While you could use store bought almond butter in the center, I love these as a way to use up the pulp from my Almond Milk.

Salted Chocolate Almond Cups

  • 2 3oz bars of 70 percent or higher dark chocolate (I like to use the Endangered Species brand)
  • ½ cup almond pulp(leftover from making almond milk)
  • 1 tsp cinnamon
  • 5-10 drops liquid stevia
  • large pinch sea salt
  • 6 baking cups( I like to use the reusable silicone kind)
  1. In a small bowl combine the almond pulp with the cinnamon, stevia and sea salt. You may need to adjust the amounts until you get a sweet/salty balance that you like.
  2. Melt 1 of the chocolate bars in a pan over low heat.
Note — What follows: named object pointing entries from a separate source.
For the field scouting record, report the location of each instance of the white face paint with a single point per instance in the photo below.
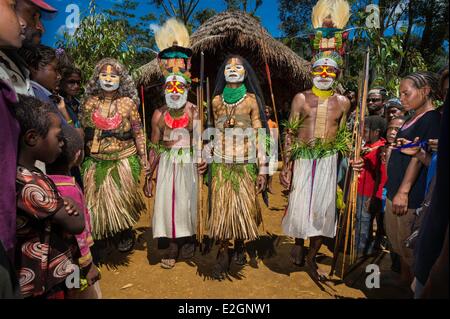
(176, 100)
(109, 79)
(234, 71)
(108, 86)
(176, 92)
(323, 83)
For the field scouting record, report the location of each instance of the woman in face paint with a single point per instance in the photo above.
(115, 145)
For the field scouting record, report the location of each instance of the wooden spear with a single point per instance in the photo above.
(359, 130)
(200, 210)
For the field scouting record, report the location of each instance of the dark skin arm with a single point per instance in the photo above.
(153, 156)
(69, 218)
(437, 283)
(400, 200)
(286, 171)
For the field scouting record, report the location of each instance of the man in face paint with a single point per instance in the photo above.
(311, 160)
(376, 99)
(175, 204)
(30, 12)
(234, 72)
(109, 78)
(239, 168)
(176, 92)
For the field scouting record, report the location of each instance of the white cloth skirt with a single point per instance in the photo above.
(311, 208)
(175, 209)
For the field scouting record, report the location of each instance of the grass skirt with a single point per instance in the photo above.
(112, 194)
(235, 210)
Be careful not to turn the heat up too high or your chocolate will burn.
  3. Spoon just enough melted chocolate into the bottom of each baking cup to cover it,
  4. Place baking cups in refrigerator until the chocolate is cooled and solid.
  5. Place a small spoonful of the almond pulp in the center of each cup on top of the chocolate.
  6. Melt the second chocolate bar as you did the first.
  7. Drizzle enough melted chocolate on top of the almond pulp in each cup to completely cover it.
  8. Top each cup with a tiny sprinkle of sea salt
  9. Return the cups to the refrigerator to cool and set again.
  10. When the chocolate is completely set remove the baking cups and enjoy!

These are best stored in the refrigerator or freezer as the will soften very quickly at room temperature.